Projecting Pain onto Others: Instead of leading teams forward, wounded leaders unconsciously punish others for their own insecurities.
Burnout and Isolation: Managing both leadership responsibilities and unhealed wounds is exhausting. According to Barna, 42% of pastors considered quitting full-time ministry in 2024, citing stress and isolation as major factors.
Erosion of Trust: People can sense when a leader isn’t whole. Over time, trust erodes, staff morale drops, and organizations stall.
Scripture Insight: “He heals the brokenhearted and binds up their wounds.” (Psalm 147:3) — God’s desire is not for leaders or team members to remain in their pain, but to walk in healing.
The Strength of Leading from Scars
When you lead from scars, your leadership becomes redemptive rather than reactive.
Empathy and Compassion: Scars remind you what it feels like to hurt, but you’re able to walk with others without bleeding on them.
Humility and Authenticity: Sharing your scars (wisely and appropriately) builds trust. People don’t follow perfection; they follow authenticity.
Resilience and Steadiness: A scarred leader has endured storms — and brings calm strength in crisis.
Generative Wisdom: Scars transform pain into wisdom that can guide others through similar challenges.
Scripture Insight: After the resurrection, Jesus showed His disciples His scars (John 20:27). The wounds no longer bled, but the scars told the story of sacrifice and victory.
Practical Steps to Lead from Scars, Not Wounds
Here are a few practical ways to shift from wounded to scarred leadership:
Name Your Wounds – Journal or process with a mentor where your reactions are rooted. Self-awareness is the first step.

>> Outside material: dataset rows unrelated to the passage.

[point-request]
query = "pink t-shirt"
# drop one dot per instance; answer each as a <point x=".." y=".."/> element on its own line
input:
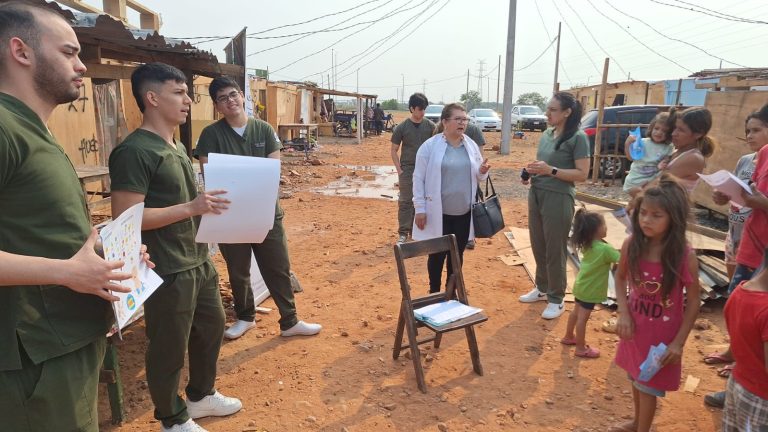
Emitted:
<point x="754" y="236"/>
<point x="655" y="320"/>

Seek Healing – Work with a counselor, coach, or pastor to process pain. Healing doesn’t happen in isolation.
Set Healthy Boundaries – Guard your margin, practice Sabbath, and learn to say “no.”
Practice Vulnerability – Share scars, not wounds. Don’t overshare in the middle of bleeding; wait until healing has taken place.
Forgive and Release – Bitterness keeps wounds open. Forgiveness is a spiritual act that allows scars to form.
Reframe Your Story – Scars are not signs of failure, but of survival and strength. Let them serve as testimonies of God’s grace.
Real-Life Examples
A Pastor’s Transformation: One pastor, wounded by harsh criticism early in ministry, micromanaged and shut down dissent. After counseling and coaching, he learned to respond with curiosity instead of defensiveness. His scar now helps him create safe spaces for others.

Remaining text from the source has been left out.